- Nike is striking new deals with retailers as brands realize the DTC model isn’t all it’s cracked up to be.
- Designer Brands, Macy’s, and Foot Locker have each announced expanded relationships with Nike.
- The company recently said wholesale would be “integral” to its strategy moving forward.
Nike is rebuilding its relationships with retailers ahead of the winter holidays as cracks in the direct-to-consumer model begin to show.
The sneaker and apparel brand had spent the last four years shedding retail partnerships — it cut 50% of its wholesale accounts since 2018 — as it focused on selling products directly to consumers through its website, apps, and stores.
But, more recently, Nike has expanded partnerships with retailers, including Macy’s and DSW owner Designer Brands, the Wall Street Journal reported.
Nike did not immediately respond to Insider’s request for comment outside of business hours.
Designer Brands announced on Thursday it would begin offering in Q4 an expanded lineup of men’s, women’s, and kids’ athletic wear as part of its “newly elevated Nike relationship.” Macy’s also said in June that Nike apparel and accessories would return to its department stores in October following a roughly two-year hiatus.

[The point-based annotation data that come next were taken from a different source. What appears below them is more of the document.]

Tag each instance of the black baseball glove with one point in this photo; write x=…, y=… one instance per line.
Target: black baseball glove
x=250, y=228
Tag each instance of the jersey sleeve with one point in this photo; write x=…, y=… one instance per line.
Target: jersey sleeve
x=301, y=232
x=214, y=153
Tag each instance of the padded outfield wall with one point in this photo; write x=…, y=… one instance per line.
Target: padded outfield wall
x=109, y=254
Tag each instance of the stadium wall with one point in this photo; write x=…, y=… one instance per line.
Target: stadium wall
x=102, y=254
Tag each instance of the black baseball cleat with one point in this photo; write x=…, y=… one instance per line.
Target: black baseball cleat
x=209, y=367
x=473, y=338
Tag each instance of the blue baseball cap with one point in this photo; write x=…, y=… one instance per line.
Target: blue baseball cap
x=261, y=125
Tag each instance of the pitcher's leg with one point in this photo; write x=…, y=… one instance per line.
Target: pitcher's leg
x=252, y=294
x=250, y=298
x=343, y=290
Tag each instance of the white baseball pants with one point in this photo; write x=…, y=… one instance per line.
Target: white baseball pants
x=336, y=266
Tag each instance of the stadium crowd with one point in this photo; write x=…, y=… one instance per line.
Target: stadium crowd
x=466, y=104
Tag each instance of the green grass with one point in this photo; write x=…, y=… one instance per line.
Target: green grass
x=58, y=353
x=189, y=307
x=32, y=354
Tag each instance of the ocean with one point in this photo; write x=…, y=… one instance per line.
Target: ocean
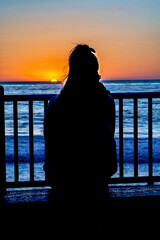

And sneaker chain Foot Locker said in March that it was “revitalizing” its partnership with Nike and their efforts would start rolling out during the upcoming holiday season.
These new deals may be part of the “next phase” of Nike’s marketplace strategy outlined in March.
CFO Matt Friend said “wholesale partners” would play an “integral role,” “first, to authenticate our brands and then to create scale of distribution through a consistent consumer experience across a larger retail footprint.”
In a May presentation, Daniel Heaf, vice president of Nike Direct, said, “People always ask me: Are you a direct business or a wholesale business? And the truth is we’ve chosen both.”
Nike’s direct strategy has been largely successful, helping the company boost sales — and beat analysts’ expectations for sales and earnings during its most recent quarter.
But the company’s shift in thinking comes as it and other retailers have changed their views on wholesale.
Nike’s wholesale business grew faster than its direct business between September and November, showing it’s still key to the overall business. Nike competitors, including Adidas and Allbirds, among other brands, have recently renewed their commitments to wholesale. And more DTC-native brands have sought retail partners as they chase profits.
In a recent note, Simeon Siegel, a managing director for equity research at BMO Capital Markets, told investors DTC is “not all it’s cracked up to be,” explaining that added costs could offset advantages like more data and higher revenue.
“Despite widespread belief to the contrary, the push to DTC from wholesale appears to hurt, not help, overall company profitability,” Siegel wrote.